Breast Cancer Vaccine Shows Promise For Women
The most promising news yet, related to prevention of breast cancer, was published by researchers from the Cleveland Clinic in Ohio.
A vaccine that uses the body's own immune system to attack tumor cells has been shown to be effective as a killer of established cancerous breast tumors in mice. The same vaccine was effective at preventing breast cancer in mice that were genetically altered to develop breast cancers. And this vaccine was effective with only one administration.

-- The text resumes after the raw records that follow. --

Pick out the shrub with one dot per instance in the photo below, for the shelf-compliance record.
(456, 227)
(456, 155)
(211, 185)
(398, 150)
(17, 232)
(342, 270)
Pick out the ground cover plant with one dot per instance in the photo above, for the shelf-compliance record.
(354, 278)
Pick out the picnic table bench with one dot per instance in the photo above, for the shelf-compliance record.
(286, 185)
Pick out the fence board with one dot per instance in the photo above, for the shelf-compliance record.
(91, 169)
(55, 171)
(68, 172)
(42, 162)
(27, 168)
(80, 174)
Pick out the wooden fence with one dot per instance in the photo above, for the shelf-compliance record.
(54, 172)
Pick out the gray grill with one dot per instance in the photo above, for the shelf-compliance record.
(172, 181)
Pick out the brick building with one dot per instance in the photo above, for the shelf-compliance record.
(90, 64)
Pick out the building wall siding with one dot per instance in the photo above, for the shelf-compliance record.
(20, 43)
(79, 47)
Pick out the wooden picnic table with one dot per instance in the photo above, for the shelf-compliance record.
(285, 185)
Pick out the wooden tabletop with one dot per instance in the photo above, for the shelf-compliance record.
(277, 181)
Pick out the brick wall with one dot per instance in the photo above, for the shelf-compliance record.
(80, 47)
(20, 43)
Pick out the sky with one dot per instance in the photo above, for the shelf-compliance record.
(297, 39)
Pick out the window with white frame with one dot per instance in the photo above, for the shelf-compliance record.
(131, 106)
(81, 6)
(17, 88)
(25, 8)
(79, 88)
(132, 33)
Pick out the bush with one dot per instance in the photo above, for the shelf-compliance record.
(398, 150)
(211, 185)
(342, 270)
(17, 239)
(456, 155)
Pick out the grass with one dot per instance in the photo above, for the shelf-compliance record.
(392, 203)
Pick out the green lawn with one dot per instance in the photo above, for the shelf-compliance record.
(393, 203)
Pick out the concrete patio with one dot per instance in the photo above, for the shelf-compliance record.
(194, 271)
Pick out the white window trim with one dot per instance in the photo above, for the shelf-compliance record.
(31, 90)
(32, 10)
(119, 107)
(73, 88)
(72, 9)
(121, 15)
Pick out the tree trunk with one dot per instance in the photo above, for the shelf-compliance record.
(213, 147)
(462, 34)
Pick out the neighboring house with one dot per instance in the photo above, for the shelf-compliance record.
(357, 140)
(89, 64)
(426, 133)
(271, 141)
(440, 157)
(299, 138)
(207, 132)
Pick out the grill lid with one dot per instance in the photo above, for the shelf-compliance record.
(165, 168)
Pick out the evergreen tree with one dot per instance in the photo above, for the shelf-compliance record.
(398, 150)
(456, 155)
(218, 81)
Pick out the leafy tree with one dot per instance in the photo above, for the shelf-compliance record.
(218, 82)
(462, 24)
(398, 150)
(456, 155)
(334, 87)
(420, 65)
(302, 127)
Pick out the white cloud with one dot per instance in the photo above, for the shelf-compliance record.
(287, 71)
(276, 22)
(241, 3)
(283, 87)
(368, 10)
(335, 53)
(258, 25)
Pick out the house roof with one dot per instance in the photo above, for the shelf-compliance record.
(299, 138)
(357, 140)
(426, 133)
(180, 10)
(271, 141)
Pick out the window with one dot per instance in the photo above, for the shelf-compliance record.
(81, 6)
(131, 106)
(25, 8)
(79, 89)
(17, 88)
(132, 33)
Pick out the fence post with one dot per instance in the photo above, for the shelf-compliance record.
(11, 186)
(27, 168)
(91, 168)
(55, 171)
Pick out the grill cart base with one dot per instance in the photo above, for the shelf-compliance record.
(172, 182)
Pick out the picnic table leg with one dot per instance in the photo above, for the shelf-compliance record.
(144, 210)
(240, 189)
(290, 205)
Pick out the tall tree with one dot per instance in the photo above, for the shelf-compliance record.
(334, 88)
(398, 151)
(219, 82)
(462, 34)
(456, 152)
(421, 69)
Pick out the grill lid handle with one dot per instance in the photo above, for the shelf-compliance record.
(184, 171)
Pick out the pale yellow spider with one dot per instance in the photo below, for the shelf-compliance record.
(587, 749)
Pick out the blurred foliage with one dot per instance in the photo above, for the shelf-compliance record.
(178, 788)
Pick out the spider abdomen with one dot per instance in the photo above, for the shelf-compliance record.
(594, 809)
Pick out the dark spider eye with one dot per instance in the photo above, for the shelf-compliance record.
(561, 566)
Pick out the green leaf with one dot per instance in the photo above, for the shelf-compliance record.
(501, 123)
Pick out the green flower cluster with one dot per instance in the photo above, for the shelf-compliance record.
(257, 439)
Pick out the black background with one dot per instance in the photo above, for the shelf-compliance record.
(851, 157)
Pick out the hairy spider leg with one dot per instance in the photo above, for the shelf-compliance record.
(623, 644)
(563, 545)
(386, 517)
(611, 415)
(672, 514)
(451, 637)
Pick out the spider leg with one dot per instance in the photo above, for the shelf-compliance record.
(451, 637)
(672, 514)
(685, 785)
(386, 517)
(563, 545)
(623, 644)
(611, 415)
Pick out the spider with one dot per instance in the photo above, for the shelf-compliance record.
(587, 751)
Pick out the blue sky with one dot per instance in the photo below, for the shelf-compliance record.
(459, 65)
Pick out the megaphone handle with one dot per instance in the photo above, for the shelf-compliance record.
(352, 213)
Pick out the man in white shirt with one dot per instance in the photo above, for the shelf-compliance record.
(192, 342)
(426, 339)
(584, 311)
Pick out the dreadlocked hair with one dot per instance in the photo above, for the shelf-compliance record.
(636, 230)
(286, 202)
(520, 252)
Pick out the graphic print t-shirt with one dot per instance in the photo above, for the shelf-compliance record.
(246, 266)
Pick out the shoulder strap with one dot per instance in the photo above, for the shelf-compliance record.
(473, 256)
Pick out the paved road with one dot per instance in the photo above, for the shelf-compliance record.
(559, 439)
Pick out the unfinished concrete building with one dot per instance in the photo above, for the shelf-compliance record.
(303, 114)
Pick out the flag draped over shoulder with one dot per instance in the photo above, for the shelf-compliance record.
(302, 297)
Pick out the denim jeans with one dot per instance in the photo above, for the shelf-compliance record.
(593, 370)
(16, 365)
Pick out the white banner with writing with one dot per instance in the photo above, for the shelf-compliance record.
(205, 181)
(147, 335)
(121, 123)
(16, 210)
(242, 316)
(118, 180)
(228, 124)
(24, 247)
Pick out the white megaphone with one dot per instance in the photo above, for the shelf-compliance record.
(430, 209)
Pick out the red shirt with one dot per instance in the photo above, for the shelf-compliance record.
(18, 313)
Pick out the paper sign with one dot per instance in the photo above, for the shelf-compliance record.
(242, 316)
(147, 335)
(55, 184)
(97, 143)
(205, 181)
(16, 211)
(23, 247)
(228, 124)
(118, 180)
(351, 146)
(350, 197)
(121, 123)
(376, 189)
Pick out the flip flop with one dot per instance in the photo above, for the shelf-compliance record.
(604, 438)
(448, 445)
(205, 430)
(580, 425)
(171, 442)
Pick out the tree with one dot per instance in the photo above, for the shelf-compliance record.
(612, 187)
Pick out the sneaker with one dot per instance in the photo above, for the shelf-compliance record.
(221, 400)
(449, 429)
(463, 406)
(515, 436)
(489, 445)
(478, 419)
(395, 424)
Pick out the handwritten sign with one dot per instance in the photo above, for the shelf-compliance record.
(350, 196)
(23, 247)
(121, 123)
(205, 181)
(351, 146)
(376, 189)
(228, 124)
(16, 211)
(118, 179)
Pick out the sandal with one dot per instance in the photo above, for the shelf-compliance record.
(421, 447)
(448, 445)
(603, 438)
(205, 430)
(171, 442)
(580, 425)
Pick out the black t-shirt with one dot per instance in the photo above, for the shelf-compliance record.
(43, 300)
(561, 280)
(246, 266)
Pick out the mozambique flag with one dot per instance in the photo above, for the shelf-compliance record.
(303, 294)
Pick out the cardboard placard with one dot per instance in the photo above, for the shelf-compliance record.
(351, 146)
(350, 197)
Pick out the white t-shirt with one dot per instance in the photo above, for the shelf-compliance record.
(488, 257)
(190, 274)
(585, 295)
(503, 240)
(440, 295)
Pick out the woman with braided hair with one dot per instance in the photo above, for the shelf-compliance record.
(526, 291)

The team of researchers from the Department of Immunology at the Lerner Research Institute at the Cleveland Clinic used a natural substance called alpha-lactalbumin that is only released by breast cancer cells and by normal cells during lactation to create a vaccine. The vaccine enabled the mice to develop antibodies powerful enough to prevent breast cancers and kill existing cancers by using the mouse's own immune system to fight against it.
The Cleveland Clinic researchers are very positive about the application of this technology for women, although, of course, some changes would have to be made. But alpha-lactalbumin is also the most common protein expressed in human breast cancers, as well as in lactating women. Though the protein causes inflammation during lactation, it does not cause inflammation in non-lactating females; therefore, when administered to post child-bearing and premenopausal women, researchers believe that it will be a safe time to allow the body to develop immunity to the cancerous proteins.
Dr Vincent Tuohy, lead researcher, would like to start human testing later this year. Unless this research is fast-tracked, however, he does not expect to have a human vaccine approved for another 10 years!
The research was published in the May 30, 2010 issue of the journal Nature.